You can plot an image using Matplotlib's `imshow()` function, with a `'binary'`
 color map:

In [None]:
plt.imshow(X_train[0], cmap="binary")
plt.axis('off')
plt.show()

The labels are the class IDs (represented as uint8), from 0 to 9:

In [None]:
y_train

Here are the corresponding class names:

In [None]:
class_names = ["T-shirt/top", "Trouser", "Pullover", "Dress", "Coat",
               "Sandal", "Shirt", "Sneaker", "Bag", "Ankle boot"]

## Baseline MLP

In [None]:
mlp_model = keras.models.Sequential()
mlp_model.add(keras.layers.Flatten(input_shape=[28, 28]))
mlp_model.add(keras.layers.Dense(300, activation="relu"))
mlp_model.add(keras.layers.Dense(100, activation="relu"))
mlp_model.add(keras.layers.Dense(10, activation="softmax"))

In [None]:
mlp_model.summary()

In [None]:
mlp_model.compile(loss="sparse_categorical_crossentropy",
              optimizer="adam",
              metrics=["accuracy"])

In [None]:
history = mlp_model.fit(X_train, y_train, epochs=30,
                    validation_data=(X_valid, y_valid),
                   callbacks=[keras.callbacks.EarlyStopping(patience=10)])

In [None]:
import pandas as pd

pd.DataFrame(history.history).plot(figsize=(8, 5))
plt.grid(True)
plt.gca().set_ylim(0, 1)
plt.show()

## LeNet-5

In [None]:
X_train2 = X_train.reshape(-1, 28, 28, 1) # single channel
X_valid2 = X_valid.reshape(-1, 28, 28, 1)

In [None]:
lenet = tf.keras.models.Sequential([
            tf.keras.layers.Conv2D(filters=6, kernel_size=5, activation='sigmoid', padding='same', input_shape=(28, 28, 1)),
            tf.keras.layers.AvgPool2D(pool_size=2, strides=2),
            tf.keras.layers.Conv2D(filters=16, kernel_size=5,activation='sigmoid'),
            tf.keras.layers.AvgPool2D(pool_size=2, strides=2),
            tf.keras.layers.Flatten(),
            tf.keras.layers.Dense(120, activation='sigmoid'),
            tf.keras.layers.Dense(84, activation='sigmoid'),
            tf.keras.layers.Dense(10, activation="softmax")])

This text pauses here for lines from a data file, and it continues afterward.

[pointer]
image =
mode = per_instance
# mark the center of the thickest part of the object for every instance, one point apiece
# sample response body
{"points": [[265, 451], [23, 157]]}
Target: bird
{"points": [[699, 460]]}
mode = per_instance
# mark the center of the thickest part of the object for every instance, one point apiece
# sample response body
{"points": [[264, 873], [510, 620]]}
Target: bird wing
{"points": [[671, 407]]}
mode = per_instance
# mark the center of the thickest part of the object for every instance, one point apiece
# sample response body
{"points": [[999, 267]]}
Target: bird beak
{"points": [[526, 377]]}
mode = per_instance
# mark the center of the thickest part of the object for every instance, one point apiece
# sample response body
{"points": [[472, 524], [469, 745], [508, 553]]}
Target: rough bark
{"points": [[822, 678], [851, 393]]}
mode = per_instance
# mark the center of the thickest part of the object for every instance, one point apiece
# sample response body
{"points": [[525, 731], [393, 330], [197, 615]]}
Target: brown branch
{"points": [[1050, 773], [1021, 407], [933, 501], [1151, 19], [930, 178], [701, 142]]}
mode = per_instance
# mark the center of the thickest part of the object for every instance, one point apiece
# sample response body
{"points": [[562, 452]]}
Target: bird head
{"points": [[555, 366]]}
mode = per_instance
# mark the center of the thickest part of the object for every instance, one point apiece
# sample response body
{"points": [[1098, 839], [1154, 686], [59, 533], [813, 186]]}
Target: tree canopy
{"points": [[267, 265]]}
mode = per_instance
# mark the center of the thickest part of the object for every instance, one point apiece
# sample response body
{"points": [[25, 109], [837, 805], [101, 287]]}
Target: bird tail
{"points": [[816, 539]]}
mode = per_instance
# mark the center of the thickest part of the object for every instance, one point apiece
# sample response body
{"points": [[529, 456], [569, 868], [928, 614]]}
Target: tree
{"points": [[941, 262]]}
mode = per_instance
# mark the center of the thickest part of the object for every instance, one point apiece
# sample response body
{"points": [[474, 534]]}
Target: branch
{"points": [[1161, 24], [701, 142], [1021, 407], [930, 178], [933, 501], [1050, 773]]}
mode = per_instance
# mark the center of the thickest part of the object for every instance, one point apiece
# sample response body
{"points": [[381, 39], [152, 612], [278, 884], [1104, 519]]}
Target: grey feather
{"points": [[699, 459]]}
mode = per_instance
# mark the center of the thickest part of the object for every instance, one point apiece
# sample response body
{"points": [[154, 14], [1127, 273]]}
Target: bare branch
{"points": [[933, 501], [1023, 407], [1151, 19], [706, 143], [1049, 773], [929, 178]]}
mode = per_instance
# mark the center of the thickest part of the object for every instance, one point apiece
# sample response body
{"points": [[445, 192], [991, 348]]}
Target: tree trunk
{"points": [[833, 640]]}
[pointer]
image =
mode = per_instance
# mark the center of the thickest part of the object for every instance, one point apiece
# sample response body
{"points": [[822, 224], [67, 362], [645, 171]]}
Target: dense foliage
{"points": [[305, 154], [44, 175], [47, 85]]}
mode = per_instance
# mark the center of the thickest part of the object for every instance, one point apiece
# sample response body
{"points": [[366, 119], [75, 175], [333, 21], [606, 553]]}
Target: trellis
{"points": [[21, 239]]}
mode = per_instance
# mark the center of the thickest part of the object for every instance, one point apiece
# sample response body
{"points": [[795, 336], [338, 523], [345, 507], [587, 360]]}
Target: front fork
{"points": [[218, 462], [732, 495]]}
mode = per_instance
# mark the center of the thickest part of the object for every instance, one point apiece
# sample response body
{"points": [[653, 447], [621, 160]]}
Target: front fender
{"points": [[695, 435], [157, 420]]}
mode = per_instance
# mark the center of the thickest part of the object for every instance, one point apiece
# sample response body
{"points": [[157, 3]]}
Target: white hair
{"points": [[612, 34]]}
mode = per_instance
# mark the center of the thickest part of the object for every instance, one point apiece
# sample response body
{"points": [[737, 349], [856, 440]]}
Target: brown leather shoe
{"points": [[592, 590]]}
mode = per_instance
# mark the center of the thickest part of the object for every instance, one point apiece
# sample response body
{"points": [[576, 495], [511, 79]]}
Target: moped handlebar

lenet.compile(loss="sparse_categorical_crossentropy",
              optimizer="adam",
              metrics=["accuracy"])

lenet.summary()

In [None]:
history2 = lenet.fit(X_train2, y_train, epochs=60,
                    validation_data=(X_valid, y_valid),
                   callbacks=[keras.callbacks.EarlyStopping(patience=10)])

### Replacing Sigmoid with ReLU

In [None]:
lenet_alt = tf.keras.models.Sequential([
            tf.keras.layers.Conv2D(filters=6, kernel_size=5, activation='relu', padding='same', input_shape=(28, 28, 1)),
            tf.keras.layers.AvgPool2D(pool_size=2, strides=2),
            tf.keras.layers.Conv2D(filters=16, kernel_size=5,activation='relu'),
            tf.keras.layers.AvgPool2D(pool_size=2, strides=2),
            tf.keras.layers.Flatten(),
            tf.keras.layers.Dense(120, activation='relu'),
            tf.keras.layers.Dense(84, activation='relu'),
            tf.keras.layers.Dense(10, activation="softmax")])


lenet_alt.compile(loss="sparse_categorical_crossentropy",
              optimizer="adam",
              metrics=["accuracy"])

history3 = lenet_alt.fit(X_train2, y_train, epochs=30,
                    validation_data=(X_valid, y_valid),
                   callbacks=[keras.callbacks.EarlyStopping(patience=15)])

# Exercises

1. Try editing the CNN model above to improve accuracy.
2. Compare SGD and Adam as optimizers from training.